I have following scenario:

class Dispatcher<R extends (...args: any) => any, T = undefined> {
    fn: R
    extra: T
    constructor(fn: R, extra?: T) {
        this.fn = fn;
        this.extra = extra;
    }
}

const test = new Dispatcher(() => {
    return true;
});

// TS type hinting should know that extra is undefined
test.extra;

const test2 = new Dispatcher(() => {
    return true;
}, {
    graphUrl: "/foo/"
});

// TS type hinting should know that extra exists and has a property graphUrl
test2.extra.graphUrl

In this case I want the extra class member to infer based on whether it was passed to the constructor. If I pass a boolean, it should be a boolean, if I pass a string, it should be a string, if I pass undefined, it should be undefined. Right now the inference works and extra properly types, but TS throws an error in the constructor code when I assign this.extra = extra. Strictly speaking that error makes sense because I'm assigning a type that can be undefined to a type that cannot. The problem is if I update the member definition to be extra?: T then the inference breaks because now it thinks extra is something like string | undefined, which is incorrect. The problem is the extra variable isn't actually "optional" it is the value that it was passed, that value may be undefined... that's different than optional.
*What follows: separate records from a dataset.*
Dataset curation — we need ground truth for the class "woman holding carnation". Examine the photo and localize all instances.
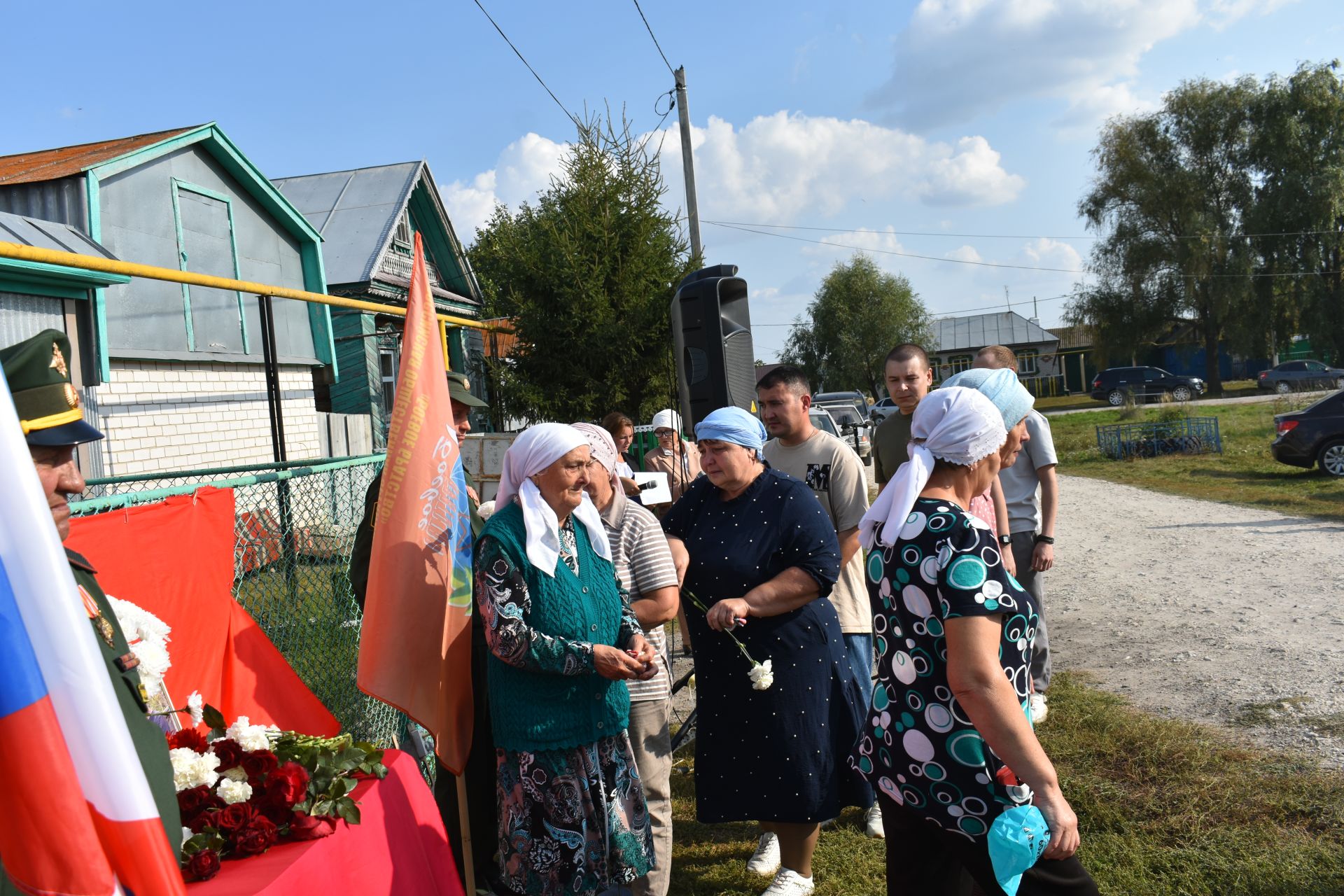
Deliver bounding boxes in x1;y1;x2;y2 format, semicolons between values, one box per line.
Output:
849;386;1097;896
475;423;656;896
663;407;862;896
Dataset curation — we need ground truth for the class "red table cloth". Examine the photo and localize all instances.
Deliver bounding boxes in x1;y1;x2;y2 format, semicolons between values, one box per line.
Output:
187;750;462;896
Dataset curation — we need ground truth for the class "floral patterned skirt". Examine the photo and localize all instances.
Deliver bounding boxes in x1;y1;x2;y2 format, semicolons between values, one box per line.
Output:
495;732;653;896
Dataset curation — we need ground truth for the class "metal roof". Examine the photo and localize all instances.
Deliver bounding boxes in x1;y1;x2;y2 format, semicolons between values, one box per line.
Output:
272;161;425;285
934;312;1059;352
0;125;202;184
0;212;118;260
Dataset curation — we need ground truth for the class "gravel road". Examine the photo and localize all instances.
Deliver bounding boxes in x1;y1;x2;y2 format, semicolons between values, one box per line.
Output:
1044;477;1344;769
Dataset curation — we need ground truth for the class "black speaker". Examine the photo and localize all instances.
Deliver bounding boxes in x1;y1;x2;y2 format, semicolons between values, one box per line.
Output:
672;265;757;433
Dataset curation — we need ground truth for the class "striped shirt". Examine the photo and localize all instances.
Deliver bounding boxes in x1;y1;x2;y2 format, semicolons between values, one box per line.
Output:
602;491;678;703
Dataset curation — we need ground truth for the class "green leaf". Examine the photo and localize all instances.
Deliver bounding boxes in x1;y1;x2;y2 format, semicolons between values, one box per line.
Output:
336;797;359;825
202;703;228;734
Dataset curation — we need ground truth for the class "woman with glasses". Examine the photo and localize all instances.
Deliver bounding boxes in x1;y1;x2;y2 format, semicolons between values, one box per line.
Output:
644;408;700;516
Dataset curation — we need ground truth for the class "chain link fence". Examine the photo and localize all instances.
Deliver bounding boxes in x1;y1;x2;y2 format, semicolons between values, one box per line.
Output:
71;454;434;783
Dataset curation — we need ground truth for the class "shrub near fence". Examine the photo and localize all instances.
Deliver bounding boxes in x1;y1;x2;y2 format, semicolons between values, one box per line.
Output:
71;454;433;770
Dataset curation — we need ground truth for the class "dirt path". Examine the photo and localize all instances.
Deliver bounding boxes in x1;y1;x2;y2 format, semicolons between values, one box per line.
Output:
1046;477;1344;769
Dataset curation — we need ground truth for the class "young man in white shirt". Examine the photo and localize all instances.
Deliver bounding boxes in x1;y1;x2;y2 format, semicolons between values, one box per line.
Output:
757;364;883;837
976;345;1059;724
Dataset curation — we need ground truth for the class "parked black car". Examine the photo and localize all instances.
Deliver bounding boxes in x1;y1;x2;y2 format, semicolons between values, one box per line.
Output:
1093;367;1208;406
1255;360;1344;395
1268;390;1344;477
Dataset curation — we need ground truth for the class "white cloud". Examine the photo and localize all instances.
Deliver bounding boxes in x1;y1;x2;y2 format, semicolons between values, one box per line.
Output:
440;133;566;237
663;111;1026;223
442;111;1027;241
869;0;1289;133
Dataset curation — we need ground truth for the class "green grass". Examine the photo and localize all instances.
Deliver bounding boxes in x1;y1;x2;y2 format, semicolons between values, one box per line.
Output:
671;673;1344;896
1050;398;1344;520
1032;380;1264;414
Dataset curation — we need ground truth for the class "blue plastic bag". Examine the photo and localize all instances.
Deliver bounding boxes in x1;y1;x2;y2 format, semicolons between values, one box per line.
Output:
988;806;1050;896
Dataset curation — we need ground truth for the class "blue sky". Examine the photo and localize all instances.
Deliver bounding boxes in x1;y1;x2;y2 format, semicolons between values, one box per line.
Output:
0;0;1344;360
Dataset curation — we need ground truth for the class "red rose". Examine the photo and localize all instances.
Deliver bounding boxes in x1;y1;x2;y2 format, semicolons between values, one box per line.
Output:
214;802;257;834
168;728;210;752
289;811;336;839
232;804;276;857
187;849;219;880
266;762;308;808
244;750;279;780
257;804;294;827
210;738;244;774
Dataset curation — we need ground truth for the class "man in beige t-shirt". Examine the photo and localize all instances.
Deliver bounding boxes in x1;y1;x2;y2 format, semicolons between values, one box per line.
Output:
757;364;883;837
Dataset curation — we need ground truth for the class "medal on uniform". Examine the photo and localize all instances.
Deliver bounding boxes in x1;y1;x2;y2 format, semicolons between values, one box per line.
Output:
76;584;117;648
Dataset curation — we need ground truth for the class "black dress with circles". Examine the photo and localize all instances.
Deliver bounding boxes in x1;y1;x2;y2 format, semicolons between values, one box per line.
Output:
663;469;863;822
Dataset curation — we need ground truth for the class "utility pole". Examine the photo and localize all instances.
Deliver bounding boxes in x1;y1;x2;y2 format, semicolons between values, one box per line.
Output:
673;66;700;257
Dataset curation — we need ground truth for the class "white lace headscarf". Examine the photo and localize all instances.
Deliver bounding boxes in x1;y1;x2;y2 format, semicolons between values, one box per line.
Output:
859;386;1008;551
495;423;612;578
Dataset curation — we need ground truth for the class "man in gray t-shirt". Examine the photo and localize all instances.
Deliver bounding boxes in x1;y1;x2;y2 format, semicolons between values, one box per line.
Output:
976;345;1059;722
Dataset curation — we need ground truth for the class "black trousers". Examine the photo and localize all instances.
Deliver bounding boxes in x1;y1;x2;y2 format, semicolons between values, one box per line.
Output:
878;791;1098;896
434;612;500;889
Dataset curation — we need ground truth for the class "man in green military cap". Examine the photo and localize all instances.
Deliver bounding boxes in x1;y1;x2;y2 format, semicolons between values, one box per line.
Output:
0;329;181;892
349;372;498;892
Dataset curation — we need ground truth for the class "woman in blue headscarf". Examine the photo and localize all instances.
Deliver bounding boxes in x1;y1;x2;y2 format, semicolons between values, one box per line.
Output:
663;407;867;896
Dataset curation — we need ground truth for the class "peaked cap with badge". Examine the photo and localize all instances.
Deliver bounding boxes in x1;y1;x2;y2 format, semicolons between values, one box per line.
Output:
0;329;102;444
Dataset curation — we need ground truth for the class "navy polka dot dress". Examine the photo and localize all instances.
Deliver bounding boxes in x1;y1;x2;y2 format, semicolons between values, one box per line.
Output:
663;469;863;823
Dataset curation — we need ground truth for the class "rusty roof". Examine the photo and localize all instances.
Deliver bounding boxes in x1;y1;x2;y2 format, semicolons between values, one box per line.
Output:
0;125;200;184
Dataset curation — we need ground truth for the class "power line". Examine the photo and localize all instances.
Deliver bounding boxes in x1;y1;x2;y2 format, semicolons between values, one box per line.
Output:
634;0;676;75
706;222;1340;279
475;0;583;127
701;220;1338;239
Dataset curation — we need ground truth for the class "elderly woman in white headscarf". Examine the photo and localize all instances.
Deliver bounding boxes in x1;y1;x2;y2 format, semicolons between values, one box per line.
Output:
849;387;1097;896
475;423;656;896
644;408;700;516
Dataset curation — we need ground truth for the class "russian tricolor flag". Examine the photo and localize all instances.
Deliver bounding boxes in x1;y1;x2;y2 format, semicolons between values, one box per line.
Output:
0;374;186;896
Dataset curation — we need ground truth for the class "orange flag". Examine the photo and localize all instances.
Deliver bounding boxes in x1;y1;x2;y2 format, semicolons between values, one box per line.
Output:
358;234;472;774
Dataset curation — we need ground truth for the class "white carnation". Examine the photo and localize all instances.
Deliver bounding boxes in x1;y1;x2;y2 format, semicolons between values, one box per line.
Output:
187;690;206;728
168;747;219;790
748;659;774;690
225;716;270;752
215;778;251;805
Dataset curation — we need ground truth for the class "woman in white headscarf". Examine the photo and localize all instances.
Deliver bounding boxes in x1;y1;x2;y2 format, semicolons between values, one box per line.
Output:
849;387;1097;896
475;423;656;896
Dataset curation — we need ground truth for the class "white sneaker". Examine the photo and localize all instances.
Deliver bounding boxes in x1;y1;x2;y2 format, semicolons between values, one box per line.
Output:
761;868;815;896
863;804;887;839
748;834;792;876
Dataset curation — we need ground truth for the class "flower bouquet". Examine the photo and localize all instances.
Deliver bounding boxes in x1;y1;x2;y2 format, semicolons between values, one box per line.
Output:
168;694;387;880
682;591;774;690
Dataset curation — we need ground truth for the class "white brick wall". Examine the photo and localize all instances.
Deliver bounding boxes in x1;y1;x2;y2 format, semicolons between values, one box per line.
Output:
97;360;321;475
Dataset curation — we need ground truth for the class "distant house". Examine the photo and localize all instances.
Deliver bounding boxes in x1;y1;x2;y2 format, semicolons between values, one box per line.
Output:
929;312;1063;395
0;124;337;475
274;161;488;449
1050;325;1098;395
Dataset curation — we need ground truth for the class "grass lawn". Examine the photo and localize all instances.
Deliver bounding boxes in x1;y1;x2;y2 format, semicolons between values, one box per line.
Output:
1037;398;1344;520
671;673;1344;896
1033;380;1264;414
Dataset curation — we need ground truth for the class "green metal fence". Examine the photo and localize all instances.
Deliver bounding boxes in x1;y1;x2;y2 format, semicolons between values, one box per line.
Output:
71;454;434;778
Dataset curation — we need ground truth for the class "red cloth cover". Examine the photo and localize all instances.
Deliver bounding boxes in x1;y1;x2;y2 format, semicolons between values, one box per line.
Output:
66;488;340;736
187;750;462;896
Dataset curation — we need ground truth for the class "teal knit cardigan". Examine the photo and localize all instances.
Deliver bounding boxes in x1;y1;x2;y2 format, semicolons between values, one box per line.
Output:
481;504;630;752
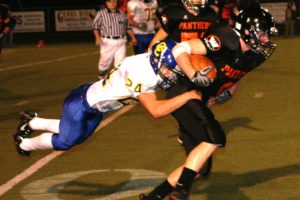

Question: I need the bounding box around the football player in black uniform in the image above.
[140,5,277,200]
[149,0,218,180]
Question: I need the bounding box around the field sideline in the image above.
[0,37,300,200]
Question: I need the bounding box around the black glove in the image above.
[215,90,232,104]
[192,66,213,87]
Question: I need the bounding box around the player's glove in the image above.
[215,90,232,104]
[138,22,147,30]
[192,66,213,87]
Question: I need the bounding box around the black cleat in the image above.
[17,111,37,138]
[13,131,31,156]
[169,191,189,200]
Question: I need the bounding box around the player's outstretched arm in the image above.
[138,90,201,118]
[172,39,206,80]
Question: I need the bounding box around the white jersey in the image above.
[127,0,158,34]
[86,53,158,112]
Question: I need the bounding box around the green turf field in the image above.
[0,37,300,200]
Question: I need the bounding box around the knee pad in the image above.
[52,133,75,151]
[205,119,226,147]
[199,156,212,177]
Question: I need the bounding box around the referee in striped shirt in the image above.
[93,0,137,79]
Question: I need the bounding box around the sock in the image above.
[29,117,60,133]
[147,180,175,200]
[20,133,53,151]
[175,168,197,192]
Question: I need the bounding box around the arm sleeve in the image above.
[92,12,101,30]
[156,6,178,34]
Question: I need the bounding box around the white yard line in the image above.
[0,105,134,197]
[0,52,99,72]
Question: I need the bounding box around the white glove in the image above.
[192,66,213,87]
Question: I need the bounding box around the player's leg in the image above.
[52,85,103,150]
[98,38,116,78]
[114,38,126,66]
[15,85,102,156]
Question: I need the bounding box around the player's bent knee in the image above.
[206,120,226,147]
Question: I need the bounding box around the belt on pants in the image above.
[102,35,125,40]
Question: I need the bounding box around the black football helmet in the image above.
[181,0,208,15]
[235,6,278,58]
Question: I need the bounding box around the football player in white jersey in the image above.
[13,40,201,156]
[127,0,159,54]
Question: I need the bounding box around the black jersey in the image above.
[158,5,217,42]
[201,23,265,98]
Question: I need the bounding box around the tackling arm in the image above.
[138,90,201,118]
[148,28,168,51]
[172,39,213,87]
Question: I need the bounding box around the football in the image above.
[190,54,217,79]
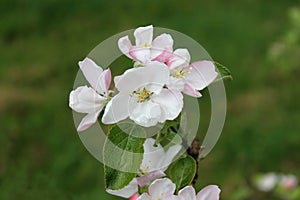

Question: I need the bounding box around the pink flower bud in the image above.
[129,193,139,200]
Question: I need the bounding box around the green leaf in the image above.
[214,62,233,81]
[103,123,146,190]
[166,155,197,191]
[155,121,182,147]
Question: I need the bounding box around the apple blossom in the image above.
[137,178,180,200]
[102,61,183,127]
[118,25,173,64]
[106,138,181,198]
[69,58,111,131]
[129,193,139,200]
[178,185,221,200]
[167,49,218,97]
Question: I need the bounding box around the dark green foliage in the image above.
[0,0,300,200]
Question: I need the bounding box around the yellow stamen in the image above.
[171,66,193,79]
[131,88,153,103]
[140,43,152,48]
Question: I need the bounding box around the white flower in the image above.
[107,138,181,198]
[178,185,221,200]
[257,172,279,192]
[137,178,180,200]
[167,49,218,97]
[69,58,111,131]
[118,25,173,64]
[102,61,183,127]
[137,178,221,200]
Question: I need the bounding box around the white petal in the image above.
[167,49,191,69]
[149,178,176,199]
[140,138,166,172]
[106,179,138,198]
[77,110,101,132]
[151,33,173,60]
[137,193,152,200]
[102,93,129,124]
[167,76,184,91]
[69,86,106,113]
[136,170,166,187]
[98,69,111,97]
[196,185,221,200]
[115,62,170,94]
[185,60,218,90]
[133,25,153,46]
[129,46,151,63]
[118,35,132,58]
[78,58,104,93]
[151,89,183,123]
[182,83,202,98]
[129,100,161,127]
[158,145,181,171]
[178,186,196,200]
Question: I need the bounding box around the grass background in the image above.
[0,0,300,200]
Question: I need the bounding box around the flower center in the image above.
[141,43,152,48]
[171,66,193,79]
[131,88,153,103]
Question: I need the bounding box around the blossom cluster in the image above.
[69,26,218,131]
[69,25,220,200]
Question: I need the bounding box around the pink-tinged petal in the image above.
[118,35,132,58]
[77,110,101,132]
[182,83,202,98]
[115,62,170,94]
[149,178,176,199]
[129,46,151,63]
[196,185,221,200]
[78,58,104,93]
[167,49,191,69]
[178,186,196,200]
[99,69,111,97]
[133,25,153,47]
[151,88,183,123]
[69,86,106,113]
[106,179,138,198]
[185,60,218,90]
[151,33,173,61]
[152,49,173,62]
[129,98,161,127]
[136,170,166,187]
[129,193,139,200]
[102,93,129,124]
[137,193,152,200]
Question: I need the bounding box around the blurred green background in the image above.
[0,0,300,200]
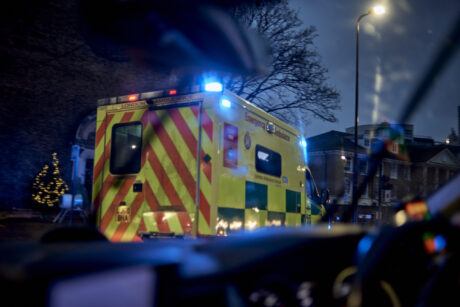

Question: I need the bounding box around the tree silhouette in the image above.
[224,0,340,126]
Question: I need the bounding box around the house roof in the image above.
[407,145,444,162]
[307,130,365,152]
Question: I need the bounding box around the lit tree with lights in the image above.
[32,152,69,208]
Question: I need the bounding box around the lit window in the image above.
[256,145,281,177]
[359,159,367,175]
[110,122,142,175]
[343,157,353,173]
[390,163,398,179]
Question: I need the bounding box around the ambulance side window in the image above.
[110,122,142,175]
[256,145,281,177]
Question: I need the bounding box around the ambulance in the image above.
[92,83,325,242]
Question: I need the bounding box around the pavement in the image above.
[0,210,87,243]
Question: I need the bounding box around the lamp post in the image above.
[352,5,385,224]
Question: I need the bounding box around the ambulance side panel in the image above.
[215,92,306,234]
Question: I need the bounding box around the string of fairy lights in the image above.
[32,152,69,207]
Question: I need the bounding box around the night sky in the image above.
[291,0,460,141]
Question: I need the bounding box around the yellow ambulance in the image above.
[92,84,324,241]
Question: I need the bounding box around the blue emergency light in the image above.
[299,138,307,148]
[220,98,232,108]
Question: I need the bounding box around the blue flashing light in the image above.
[358,236,374,259]
[434,235,447,252]
[204,82,224,92]
[300,139,307,148]
[220,98,232,108]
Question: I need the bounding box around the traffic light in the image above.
[380,175,393,190]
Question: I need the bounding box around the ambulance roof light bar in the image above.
[204,81,224,92]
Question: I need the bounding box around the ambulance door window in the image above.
[256,145,281,177]
[110,122,142,175]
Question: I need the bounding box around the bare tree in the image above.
[225,0,340,126]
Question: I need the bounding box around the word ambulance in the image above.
[92,88,325,241]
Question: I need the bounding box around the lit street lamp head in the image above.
[370,5,385,15]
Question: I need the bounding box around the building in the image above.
[308,129,460,224]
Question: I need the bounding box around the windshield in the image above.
[0,0,460,240]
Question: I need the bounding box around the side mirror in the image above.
[321,189,329,205]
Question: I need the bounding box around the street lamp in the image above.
[352,5,385,223]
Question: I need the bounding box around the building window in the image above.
[404,166,411,180]
[359,159,367,175]
[110,122,142,175]
[256,145,281,177]
[343,157,353,173]
[390,163,398,179]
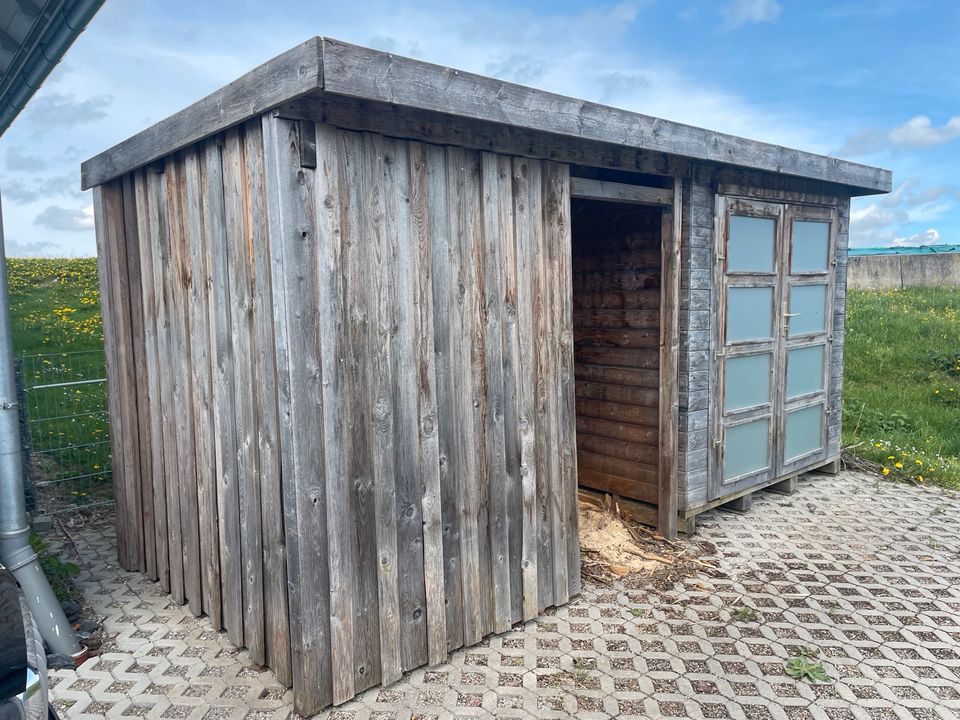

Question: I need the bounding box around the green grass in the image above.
[843,288,960,490]
[7,258,110,504]
[7,258,103,355]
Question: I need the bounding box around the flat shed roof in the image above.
[81,37,892,195]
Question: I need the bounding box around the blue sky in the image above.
[0,0,960,255]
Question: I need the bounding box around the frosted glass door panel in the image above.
[723,418,770,480]
[787,345,824,400]
[790,220,830,273]
[727,215,774,273]
[723,353,771,412]
[783,405,823,461]
[727,287,772,343]
[789,285,827,337]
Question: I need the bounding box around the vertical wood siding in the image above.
[95,117,579,714]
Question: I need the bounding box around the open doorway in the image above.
[571,174,679,537]
[571,198,662,505]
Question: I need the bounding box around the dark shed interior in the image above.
[571,198,662,504]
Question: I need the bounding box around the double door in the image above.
[711,198,837,498]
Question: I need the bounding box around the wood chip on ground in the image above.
[579,495,719,587]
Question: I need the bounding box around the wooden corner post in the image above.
[657,178,682,540]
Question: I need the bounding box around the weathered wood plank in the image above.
[120,175,157,580]
[425,145,464,651]
[321,38,891,192]
[337,132,380,692]
[577,433,660,467]
[409,143,447,665]
[220,130,267,664]
[164,157,203,615]
[184,148,223,630]
[527,161,559,610]
[93,183,136,570]
[361,135,402,685]
[133,172,170,592]
[512,159,542,620]
[578,470,658,505]
[263,117,333,715]
[570,177,673,205]
[577,414,659,447]
[574,366,660,389]
[480,153,513,632]
[383,138,427,670]
[241,119,293,686]
[576,380,660,409]
[146,171,186,605]
[657,179,683,540]
[447,148,482,646]
[314,123,356,704]
[542,163,568,605]
[204,130,244,647]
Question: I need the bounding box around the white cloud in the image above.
[889,115,960,148]
[893,228,940,247]
[33,205,93,232]
[720,0,783,30]
[837,115,960,156]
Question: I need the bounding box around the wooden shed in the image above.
[82,38,891,713]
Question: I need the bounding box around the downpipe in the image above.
[0,193,87,662]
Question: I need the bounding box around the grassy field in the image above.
[7,258,110,510]
[843,289,960,490]
[8,258,960,490]
[7,258,103,355]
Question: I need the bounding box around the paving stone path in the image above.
[51,474,960,720]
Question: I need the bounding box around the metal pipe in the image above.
[0,193,86,660]
[0,0,103,134]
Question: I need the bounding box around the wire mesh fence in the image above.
[19,350,113,514]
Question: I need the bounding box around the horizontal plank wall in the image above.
[263,117,579,713]
[572,200,661,504]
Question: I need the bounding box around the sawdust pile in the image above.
[579,494,717,586]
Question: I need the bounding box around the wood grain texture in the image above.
[263,117,333,714]
[657,180,683,540]
[316,123,356,704]
[321,38,891,193]
[146,171,186,605]
[120,175,157,580]
[570,201,660,502]
[204,132,244,647]
[409,143,447,665]
[97,116,580,714]
[132,172,170,592]
[512,159,541,620]
[93,183,132,570]
[362,135,403,685]
[164,156,203,615]
[337,133,380,692]
[242,119,293,686]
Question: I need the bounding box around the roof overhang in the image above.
[81,37,892,195]
[0,0,103,135]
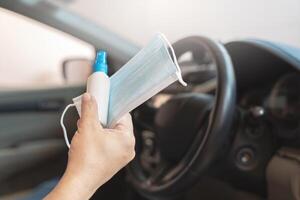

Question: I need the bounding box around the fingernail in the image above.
[82,93,91,101]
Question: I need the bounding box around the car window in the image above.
[65,0,300,46]
[0,8,95,91]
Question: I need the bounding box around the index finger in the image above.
[113,113,133,132]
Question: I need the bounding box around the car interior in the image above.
[0,0,300,200]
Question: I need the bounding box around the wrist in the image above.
[45,171,97,200]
Type 'T | undefined' is not assignable to type 'T'.
  'T' could be instantiated with an arbitrary type which could be unrelated to 'T | undefined'.

If I fix the error in the constructor code, then the type inference stops working and I get something like string | undefined which isn't accurate. We know the type because it was passed to the constructor.

Playground link

CodePudding user response:

Unfortunately, generic types are not always inferred. Sometimes they are explicit. So typescript is guarding you against a case like:

new Dispatcher<() => boolean, string>(() => true)

Now according to the type of your class, this is a valid way to instantiate the class. But internally, extra will be assigned undefined when it should be a string.


I'm not entirely sure how to fix this without a type assertion, but you can at least make it safe to do the type assertion.

What we need to do is make the argument optional if T is undefined. And you can do that by making the function arguments a conditional type that resolves to a tuple.

class Dispatcher<R extends (...args: any) => any, T = undefined> {
    fn: R
    extra: T
    constructor(...args: T extends undefined ? [fn: R] : [fn: R, extra: T]) {
        const [fn, extra] = args
        this.fn = fn;
        this.extra = extra as T; // as T is still needed, sadly.
    }
}

Now if T is undefined, then the argument is missing from the arguments tuple. Else, extra is required and will need to be of type T.

The above case that broke without error, is now an error:

new Dispatcher<() => boolean, string>(() => true) // Expected 2 arguments, but got 1.(2554)

Here because T is string, then the second argument is required.

But these still work as expected:

new Dispatcher<() => boolean>(() => true) // fine
new Dispatcher<() => boolean, undefined>(() => true) // fine
new Dispatcher<() => boolean, string>(() => true, 'foobar') // fine

Typescript is still confused that extra is safe to assign, and I'm not really sure how to fix that. But at least now I believe it's impossible to get an unsupported type into extra, so the as T should be safe.

Playground

There may still be a better solution, though.